2003 TheNonstochasticMultiarmedBandi

(Auer et al., 2003) ⇒ Peter Auer, Nicolò Cesa-Bianchi, Yoav Freund, and Robert E. Schapire. (2003). “The Nonstochastic Multiarmed Bandit Problem.” In: SIAM Journal on Computing, 32(1). doi:10.1137/S0097539701398375

Subject Headings: Adversarial k-Bandit Task.

Notes

Cited By

Quotes

Author Keywords

adversarial bandit problem; unknown matrix games

Abstract

In the multiarmed bandit problem, a gambler must decide which arm of K nonidentical slot machines to play in a sequence of trials so as to maximize his reward. This classical problem has received much attention because of the simple model it provides of the trade-off between exploration (trying out each arm to find the best one) and exploitation (playing the arm believed to give the best payoff). Past solutions for the bandit problem have almost always relied on assumptions about the statistics of the slot machines.

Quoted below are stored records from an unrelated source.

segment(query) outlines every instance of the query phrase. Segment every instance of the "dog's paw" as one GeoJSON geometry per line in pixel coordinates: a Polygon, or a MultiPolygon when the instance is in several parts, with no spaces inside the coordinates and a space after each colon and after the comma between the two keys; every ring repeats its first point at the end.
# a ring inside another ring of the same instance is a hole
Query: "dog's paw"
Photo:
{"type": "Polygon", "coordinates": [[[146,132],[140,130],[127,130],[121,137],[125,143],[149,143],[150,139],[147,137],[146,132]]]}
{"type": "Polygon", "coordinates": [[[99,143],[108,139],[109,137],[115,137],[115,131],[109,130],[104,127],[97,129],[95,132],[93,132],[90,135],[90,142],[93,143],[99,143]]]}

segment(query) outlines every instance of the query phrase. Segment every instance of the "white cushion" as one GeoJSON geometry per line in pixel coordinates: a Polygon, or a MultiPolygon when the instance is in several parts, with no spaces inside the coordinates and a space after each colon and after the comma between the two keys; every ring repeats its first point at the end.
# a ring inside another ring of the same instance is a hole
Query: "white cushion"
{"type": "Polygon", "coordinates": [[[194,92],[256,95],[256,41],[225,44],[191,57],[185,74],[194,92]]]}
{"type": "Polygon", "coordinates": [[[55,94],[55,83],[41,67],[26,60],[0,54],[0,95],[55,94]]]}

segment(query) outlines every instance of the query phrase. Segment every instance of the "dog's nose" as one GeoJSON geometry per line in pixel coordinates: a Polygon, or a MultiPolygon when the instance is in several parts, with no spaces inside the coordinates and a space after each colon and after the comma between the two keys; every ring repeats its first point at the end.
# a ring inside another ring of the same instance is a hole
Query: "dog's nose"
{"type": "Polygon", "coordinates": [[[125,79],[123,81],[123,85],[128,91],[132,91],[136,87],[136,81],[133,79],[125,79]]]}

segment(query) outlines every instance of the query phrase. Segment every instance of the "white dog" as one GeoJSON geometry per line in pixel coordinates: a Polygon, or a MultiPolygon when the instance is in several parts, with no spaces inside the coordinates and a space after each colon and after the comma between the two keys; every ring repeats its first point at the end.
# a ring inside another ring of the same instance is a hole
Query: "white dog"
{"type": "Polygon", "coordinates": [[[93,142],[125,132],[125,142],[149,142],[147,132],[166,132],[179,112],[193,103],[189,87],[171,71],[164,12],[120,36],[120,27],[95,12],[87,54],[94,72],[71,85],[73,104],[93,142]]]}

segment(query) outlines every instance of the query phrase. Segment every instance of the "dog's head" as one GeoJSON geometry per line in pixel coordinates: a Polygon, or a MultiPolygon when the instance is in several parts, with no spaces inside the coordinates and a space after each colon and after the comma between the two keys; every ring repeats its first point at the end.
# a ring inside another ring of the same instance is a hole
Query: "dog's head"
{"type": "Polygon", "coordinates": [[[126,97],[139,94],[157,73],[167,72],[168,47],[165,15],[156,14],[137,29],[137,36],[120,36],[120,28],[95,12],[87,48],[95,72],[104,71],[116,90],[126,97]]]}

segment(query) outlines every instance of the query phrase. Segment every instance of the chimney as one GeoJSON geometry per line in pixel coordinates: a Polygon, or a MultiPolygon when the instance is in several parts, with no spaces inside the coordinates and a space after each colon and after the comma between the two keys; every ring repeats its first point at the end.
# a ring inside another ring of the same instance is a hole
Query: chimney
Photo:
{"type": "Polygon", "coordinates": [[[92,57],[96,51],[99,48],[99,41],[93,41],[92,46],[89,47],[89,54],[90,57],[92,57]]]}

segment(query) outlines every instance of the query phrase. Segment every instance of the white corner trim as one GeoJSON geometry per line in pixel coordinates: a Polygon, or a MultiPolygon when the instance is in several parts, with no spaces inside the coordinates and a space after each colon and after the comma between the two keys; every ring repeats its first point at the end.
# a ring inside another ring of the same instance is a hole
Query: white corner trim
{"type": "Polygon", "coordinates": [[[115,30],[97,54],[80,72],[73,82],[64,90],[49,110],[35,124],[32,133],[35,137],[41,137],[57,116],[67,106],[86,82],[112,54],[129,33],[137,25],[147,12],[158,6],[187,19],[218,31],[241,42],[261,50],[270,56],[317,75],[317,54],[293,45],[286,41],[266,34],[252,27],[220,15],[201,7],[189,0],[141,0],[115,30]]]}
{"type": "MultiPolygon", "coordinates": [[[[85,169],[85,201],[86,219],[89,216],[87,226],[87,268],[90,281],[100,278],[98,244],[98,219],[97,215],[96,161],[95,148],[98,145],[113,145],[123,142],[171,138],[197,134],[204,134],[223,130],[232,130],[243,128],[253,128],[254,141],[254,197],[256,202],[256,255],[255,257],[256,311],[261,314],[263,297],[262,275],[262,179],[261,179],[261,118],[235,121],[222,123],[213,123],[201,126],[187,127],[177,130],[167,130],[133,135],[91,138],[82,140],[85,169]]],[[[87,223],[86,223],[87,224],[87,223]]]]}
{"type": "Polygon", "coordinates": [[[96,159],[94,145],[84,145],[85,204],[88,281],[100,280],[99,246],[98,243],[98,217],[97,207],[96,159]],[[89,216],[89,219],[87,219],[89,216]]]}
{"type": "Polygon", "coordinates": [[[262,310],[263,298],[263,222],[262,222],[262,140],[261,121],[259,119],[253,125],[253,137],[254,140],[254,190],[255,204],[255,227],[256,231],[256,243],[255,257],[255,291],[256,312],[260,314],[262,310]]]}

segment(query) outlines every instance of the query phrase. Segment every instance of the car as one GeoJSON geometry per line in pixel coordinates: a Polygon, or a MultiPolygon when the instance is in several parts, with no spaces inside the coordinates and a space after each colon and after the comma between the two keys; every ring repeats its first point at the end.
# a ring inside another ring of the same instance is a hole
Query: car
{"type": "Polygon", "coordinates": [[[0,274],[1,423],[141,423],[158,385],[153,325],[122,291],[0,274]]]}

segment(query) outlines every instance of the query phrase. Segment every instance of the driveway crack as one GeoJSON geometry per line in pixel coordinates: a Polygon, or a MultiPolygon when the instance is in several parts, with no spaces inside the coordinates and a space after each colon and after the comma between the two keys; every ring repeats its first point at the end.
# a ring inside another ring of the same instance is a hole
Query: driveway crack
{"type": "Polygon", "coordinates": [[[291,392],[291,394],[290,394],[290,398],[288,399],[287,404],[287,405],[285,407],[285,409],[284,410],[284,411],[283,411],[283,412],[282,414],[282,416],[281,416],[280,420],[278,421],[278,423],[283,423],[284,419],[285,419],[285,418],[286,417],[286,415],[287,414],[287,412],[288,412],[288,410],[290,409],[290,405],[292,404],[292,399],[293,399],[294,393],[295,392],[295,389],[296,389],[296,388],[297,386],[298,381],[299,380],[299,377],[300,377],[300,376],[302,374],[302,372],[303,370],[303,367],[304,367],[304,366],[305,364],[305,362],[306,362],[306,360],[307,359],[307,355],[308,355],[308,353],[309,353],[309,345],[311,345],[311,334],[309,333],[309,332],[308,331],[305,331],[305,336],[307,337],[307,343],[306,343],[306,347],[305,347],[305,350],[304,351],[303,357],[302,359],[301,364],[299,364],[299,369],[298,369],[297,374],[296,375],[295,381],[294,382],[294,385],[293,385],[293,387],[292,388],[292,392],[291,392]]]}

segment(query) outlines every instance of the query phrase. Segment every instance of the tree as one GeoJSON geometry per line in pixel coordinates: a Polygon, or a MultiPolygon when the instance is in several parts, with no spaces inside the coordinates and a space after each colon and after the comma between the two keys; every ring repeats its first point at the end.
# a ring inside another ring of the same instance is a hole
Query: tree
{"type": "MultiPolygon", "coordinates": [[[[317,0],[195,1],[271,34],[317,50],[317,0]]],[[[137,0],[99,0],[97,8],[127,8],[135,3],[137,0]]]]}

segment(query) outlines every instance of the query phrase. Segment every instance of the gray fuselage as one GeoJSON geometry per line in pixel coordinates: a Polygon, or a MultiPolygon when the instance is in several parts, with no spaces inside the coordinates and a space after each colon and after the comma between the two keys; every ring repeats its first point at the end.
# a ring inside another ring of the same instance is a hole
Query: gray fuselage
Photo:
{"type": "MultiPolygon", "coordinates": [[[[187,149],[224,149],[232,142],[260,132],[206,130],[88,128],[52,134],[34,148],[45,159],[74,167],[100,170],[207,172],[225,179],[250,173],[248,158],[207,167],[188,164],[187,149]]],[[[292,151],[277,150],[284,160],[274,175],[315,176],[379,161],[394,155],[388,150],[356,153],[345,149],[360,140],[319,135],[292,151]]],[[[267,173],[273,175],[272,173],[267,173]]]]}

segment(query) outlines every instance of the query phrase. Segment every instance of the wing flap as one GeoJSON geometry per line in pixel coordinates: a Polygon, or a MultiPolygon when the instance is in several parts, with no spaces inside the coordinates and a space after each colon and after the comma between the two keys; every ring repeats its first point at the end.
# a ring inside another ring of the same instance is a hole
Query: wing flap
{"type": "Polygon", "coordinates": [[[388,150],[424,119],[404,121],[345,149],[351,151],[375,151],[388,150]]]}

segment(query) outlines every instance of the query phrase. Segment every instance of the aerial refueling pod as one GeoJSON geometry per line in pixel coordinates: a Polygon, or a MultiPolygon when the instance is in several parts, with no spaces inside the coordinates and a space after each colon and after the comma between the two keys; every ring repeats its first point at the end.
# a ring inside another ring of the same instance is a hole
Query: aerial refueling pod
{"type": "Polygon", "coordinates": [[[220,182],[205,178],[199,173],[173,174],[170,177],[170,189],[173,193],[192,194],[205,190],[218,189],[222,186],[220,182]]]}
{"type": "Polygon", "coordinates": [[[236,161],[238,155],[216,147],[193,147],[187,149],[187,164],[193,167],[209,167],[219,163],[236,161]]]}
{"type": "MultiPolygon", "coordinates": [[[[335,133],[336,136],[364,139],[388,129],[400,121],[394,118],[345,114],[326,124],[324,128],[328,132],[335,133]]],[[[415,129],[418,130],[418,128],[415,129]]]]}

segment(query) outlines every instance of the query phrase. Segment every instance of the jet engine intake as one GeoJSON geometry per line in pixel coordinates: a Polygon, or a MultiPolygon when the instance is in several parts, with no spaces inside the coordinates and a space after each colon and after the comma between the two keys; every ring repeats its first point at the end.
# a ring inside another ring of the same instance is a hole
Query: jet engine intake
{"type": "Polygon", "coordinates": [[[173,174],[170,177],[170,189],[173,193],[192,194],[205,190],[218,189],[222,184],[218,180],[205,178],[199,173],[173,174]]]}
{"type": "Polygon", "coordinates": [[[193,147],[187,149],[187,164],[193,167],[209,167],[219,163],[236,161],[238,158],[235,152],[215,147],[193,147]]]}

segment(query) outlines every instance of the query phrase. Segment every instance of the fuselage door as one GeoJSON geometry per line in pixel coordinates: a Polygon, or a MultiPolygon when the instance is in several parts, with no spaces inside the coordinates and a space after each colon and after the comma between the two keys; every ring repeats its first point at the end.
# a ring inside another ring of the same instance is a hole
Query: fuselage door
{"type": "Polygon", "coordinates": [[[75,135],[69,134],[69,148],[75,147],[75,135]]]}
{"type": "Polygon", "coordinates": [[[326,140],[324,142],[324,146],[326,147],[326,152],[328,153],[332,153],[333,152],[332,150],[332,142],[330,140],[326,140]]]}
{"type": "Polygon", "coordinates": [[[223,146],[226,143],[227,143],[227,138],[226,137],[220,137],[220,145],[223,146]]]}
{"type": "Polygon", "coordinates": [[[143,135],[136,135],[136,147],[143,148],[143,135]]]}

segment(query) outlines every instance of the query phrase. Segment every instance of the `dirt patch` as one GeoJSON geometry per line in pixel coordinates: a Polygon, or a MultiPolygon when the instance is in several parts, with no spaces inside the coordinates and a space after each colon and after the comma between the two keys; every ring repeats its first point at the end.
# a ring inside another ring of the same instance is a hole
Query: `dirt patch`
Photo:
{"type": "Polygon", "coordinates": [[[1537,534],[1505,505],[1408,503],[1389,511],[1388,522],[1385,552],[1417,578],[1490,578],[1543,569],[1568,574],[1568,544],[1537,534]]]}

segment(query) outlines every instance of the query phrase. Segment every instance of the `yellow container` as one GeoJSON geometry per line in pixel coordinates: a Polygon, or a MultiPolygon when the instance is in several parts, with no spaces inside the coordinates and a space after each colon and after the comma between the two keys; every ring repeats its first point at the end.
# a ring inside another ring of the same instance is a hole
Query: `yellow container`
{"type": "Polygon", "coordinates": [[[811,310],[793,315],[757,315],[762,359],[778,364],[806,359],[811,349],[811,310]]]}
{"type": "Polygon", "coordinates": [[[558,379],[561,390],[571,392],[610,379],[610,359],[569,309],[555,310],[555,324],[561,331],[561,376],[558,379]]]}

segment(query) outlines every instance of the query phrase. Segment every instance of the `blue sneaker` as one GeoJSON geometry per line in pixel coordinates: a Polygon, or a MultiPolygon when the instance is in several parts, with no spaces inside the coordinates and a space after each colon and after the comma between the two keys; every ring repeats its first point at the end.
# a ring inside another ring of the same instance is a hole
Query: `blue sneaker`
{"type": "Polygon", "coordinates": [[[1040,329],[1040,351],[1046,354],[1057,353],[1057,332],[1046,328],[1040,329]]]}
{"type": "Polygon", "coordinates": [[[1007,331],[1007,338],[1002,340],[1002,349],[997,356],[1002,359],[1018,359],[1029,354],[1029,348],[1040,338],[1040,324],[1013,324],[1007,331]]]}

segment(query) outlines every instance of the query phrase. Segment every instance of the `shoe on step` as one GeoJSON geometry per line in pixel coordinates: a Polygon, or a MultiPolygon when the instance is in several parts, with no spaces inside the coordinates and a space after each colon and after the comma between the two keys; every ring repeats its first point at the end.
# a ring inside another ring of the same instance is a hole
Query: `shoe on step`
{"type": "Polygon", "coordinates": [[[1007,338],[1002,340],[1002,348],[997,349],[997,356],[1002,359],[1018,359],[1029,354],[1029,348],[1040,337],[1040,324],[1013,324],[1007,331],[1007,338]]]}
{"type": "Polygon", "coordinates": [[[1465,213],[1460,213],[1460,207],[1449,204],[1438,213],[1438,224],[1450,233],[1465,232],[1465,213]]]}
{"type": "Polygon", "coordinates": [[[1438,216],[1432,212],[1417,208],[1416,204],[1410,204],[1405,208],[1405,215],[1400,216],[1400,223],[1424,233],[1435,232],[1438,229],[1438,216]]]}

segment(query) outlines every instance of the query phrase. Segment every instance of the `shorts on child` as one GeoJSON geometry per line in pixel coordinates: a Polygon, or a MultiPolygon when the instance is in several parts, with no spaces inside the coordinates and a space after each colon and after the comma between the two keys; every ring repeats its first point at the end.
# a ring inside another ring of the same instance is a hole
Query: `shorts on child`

In this work, we make no statistical assumptions whatsoever about the nature of the process generating the payoffs of the slot machines. We give a solution to the bandit problem in which an adversary, rather than a well-behaved stochastic process, has complete control over the payoffs. In a sequence of T plays, we prove that the per-round payoff of our algorithm approaches that of the best arm at the rate O(T^-1/2). We show by a matching lower bound that this is the best possible.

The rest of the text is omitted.